Discofonia 69 – Fim da Linha

fim da linhaEstive em Portland, nos EUA, nesta semana e acabei sem tempo de blogar, mas, para o fim de semana eu deixo um podcast com a trilha sonora do filme Fim da Linha, dirigido pelo Gustavo Steinberg e escrito por nós dois. A trilha do filme foi feita por mim, pelo Gustavo e pela mulher dele, Maria Brant. Tinha gravado com os dois, mas, na edição, destruí o áudio. Fui limpar os ruídos e acabei com as falas que pareciam daquelas reportagens que disfarçam a voz do criminoso. Acabei jogando tudo fora e gravei de novo, sozinho, só o essencial. Não pudemos gravar outro take porque, nesse meio tempo, nasceu a Isadora, filha do Gustavo e da Maria, e este podcast, claro, é dedicado a ela.

Mas, para não perder tudo o que foi gravado na nossa primeira conversa, reproduzo abaixo alguns trechos, que contextualizam as músicas do podcast:

Guilherme Werneck – Foi um barato fazer a trilha a três…
Gustavo Steinberg– Foi divertido, cada um foi jogando suas idéias e acabou saindo uma trilha variada, tão variada quanto o filme.
GW – Por que você escolheu Gogol Bordelllo para abrir o filme?
GS – Não sei, boa pergunta. É uma música que eu escutei bastante quando estava em Londres, aliás, tem algumas músicas do filme são herança do ano que eu e a Maria passamos em Londres. Sei lá, combina muito com os créditos de abertura. Quando eu decidi colocar a chuva de dinheiro com a apresentação de cada um dos membros da equipe, vi que Nomadic Chronicle era uma música muito marcada e, pela marcação do comecinho, ela casa bem com as cenas documentais do início do filme, que mostram o Carlo Ponzi, o inventor do esquema de pirâmide.

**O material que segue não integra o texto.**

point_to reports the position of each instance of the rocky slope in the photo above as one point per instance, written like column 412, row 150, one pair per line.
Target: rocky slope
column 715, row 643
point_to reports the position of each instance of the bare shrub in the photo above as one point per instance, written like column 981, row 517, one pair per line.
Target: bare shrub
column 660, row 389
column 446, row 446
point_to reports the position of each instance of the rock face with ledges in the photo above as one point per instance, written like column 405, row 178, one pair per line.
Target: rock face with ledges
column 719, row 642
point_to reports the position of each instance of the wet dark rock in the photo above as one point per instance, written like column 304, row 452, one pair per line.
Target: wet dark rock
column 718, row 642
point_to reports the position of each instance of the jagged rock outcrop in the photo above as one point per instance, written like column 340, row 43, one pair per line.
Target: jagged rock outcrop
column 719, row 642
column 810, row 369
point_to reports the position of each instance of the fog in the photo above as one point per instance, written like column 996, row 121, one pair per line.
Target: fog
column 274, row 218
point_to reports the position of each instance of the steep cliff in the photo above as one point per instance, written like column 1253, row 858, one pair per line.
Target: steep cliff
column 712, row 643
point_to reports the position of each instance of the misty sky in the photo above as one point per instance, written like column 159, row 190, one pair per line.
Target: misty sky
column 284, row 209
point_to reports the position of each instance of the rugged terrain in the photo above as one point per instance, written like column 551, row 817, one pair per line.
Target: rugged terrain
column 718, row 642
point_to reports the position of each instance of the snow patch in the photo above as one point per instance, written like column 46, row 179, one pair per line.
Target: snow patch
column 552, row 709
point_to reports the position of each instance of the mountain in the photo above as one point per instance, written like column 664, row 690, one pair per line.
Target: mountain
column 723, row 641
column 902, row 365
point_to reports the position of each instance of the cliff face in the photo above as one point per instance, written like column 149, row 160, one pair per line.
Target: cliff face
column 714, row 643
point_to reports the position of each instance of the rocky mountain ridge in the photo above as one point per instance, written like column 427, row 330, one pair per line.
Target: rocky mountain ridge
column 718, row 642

GW – A gente toca muito PexbaA, que é uma banda de Minas que eu adoro e tem uma história boa: quando o Gustavo veio em casa para olhar os meus discos ele disse: “Qual é a coisa mais esquisita que você tem?” Eu disse: “Você quer estranho mesmo?””Quero estranho.” Aí eu peguei o PexBaA.
GS – Foi engraçado que o Gui não veio com um monte de opções, porque geralmente sempre que eu pedia uma música assim, assado, ele trazia uma série de opções. Quando eu pedi uma coisa esquisita mesmo, ele só me deu uma opção e é lógico que ela está no filme abundantemente.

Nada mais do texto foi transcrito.